Depois de vários dias de impasse, foi definida neste sábado (31) a sucessão no Ministério da Saúde. O presidente da Caixa Econômica Federal, Gilberto Occhi, assume o posto, hoje ocupado pelo deputado Ricardo Barros (PP-PR), que deixa o cargo para concorrer a um novo mandato na Câmara dos Deputados. A transmissão do cargo ocorre na segunda, às 10h30.
A negociação foi feita entre o presidente Michel Temer e o presidente do PP, senador Ciro Nogueira. Conforme Nogueira, o atual vice-presidente de Habitação da Caixa, Nelson Antônio de Souza, assume a presidência do banco estatal.
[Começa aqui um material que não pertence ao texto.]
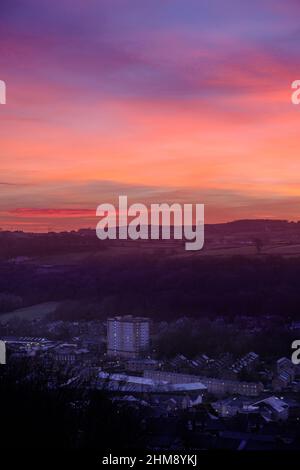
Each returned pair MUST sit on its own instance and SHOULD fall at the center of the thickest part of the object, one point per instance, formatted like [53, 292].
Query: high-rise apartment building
[128, 336]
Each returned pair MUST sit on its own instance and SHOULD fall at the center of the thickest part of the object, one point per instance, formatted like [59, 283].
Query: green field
[30, 313]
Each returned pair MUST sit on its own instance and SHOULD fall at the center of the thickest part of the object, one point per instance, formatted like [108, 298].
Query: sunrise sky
[162, 100]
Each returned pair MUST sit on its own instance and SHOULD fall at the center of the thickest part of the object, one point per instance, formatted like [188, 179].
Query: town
[208, 400]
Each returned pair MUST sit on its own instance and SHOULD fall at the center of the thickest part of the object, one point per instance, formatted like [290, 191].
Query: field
[30, 313]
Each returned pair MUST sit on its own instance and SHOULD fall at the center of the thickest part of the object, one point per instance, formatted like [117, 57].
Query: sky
[163, 101]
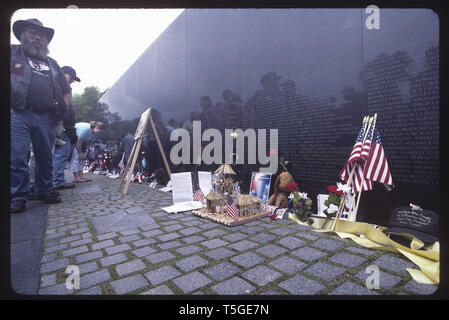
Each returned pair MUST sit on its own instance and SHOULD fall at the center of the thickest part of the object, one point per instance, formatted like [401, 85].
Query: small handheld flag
[198, 195]
[231, 208]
Ligado ao PP, Occhi vinha sendo cotado para a Saúde havia dias. A transferência do cargo estava marcada para semana passada, mas na última hora a indicação foi suspensa, diante do receio de que, com a transferência, o partido perdesse o comando da Caixa. As negociações continuaram e, neste sábado, as trocas foram confirmadas.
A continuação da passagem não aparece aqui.